The devices must support the S2 security standard in order to be included “secure”. The security standard S0 is not supported by the current Homey firmware v7.1.3.
All Fibaro devices you mentioned only support the S0 security standard, so they are included as “unsecure”.

Is this by design and the situation going forward, or a bug in the current version?

According to Z-wave Alliance certification, all Fibaro devices I own have these specs:

Supports Z-Wave Network Security? Yes
Supports Z-Wave AES-128 Security S0? Yes
Supports Security S2? No

What kind of security (of any kind) can I expect to have with Homey 7.1.3?
Am I getting AES-128 encryption at all?

Intended yes (since firmware v7.x), if that will change in future I don’t know. Please ask Athom (support@athom.com) for this.

That’s what I told you.

S2 Authenticated (with PIN)
S2 Unauthenticated (without PIN)

S2 is also an AES-128 encryption. Quote Aeotec Webseite: “S2 enhances Z-Wave Plus, Gen5, and Gen7 with an additional layer of AES 128-bit encryption of wireless signals coupled with pro-security grade UL 1023 compliance.”

I am not an in-depth Z-Wave and Internet expert, but from my point of view it is quite unlikely that a burglar would try to hack the Z-Wave network in a normal household in order to break in “more easily” or to deactivate the alarm system. The necessary effort is relatively high. Maybe the possible danger is higher in villas or commercial buildings, but there I would not use a Homey or radio-based devices.
An attack via the Internet is much easier in my view.

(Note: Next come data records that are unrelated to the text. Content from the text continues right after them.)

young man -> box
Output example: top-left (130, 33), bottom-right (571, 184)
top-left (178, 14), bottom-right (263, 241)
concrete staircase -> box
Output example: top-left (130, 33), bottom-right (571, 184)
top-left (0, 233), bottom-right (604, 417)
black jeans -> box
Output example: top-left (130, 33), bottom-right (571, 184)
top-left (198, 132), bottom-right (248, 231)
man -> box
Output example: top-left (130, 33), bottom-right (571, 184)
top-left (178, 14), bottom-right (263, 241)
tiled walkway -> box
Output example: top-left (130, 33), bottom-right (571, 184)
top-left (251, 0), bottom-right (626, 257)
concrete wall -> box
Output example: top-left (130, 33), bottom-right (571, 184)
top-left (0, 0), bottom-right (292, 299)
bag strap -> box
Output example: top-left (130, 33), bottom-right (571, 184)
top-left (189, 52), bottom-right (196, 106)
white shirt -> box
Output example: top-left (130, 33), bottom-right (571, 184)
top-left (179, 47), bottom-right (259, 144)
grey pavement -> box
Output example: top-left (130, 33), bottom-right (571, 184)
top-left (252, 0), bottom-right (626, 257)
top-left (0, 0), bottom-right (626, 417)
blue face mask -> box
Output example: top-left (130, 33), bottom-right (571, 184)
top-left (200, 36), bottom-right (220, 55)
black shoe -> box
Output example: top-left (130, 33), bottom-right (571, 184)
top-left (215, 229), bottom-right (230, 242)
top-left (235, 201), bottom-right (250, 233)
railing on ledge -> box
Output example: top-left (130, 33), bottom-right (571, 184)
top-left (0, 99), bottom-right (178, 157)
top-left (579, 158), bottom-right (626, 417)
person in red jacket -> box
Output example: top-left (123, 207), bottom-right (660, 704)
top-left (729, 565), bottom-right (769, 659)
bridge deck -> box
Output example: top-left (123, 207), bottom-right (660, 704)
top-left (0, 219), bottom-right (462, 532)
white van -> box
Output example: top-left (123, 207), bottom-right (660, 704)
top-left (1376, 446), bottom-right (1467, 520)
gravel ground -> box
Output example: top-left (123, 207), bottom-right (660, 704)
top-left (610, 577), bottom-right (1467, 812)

Homey includes all devices with S0 as unsecure, this is by design since Homey v7 as they had too many issues (too slow) with devices included as secure on S0 (especially battery devices).
Lots of users already used a workaround to include devices before as unsecure.

The developer of said app can still enable it for example for Z-Wave based locks but it will have to be enabled in the code of the app, it can’t be chosen by users.

Thank you all for your comments. Based on your responses, it seems that the current configuration is most optimal, though not the most secure.

Just an additional info. You can force a S2 device where a PIN is needed to include it as unsecured by using a wrong PIN. e.g. 00000. This could be necessary if you want to use associations.

Btw, there is already a request to Athom (Athom partially reads posts in the forum, but in principle does not respond to them) that it should be made possible for the user to choose during inclusion if a security standard should be used or not.
If you are also interested in this, then you can like the post.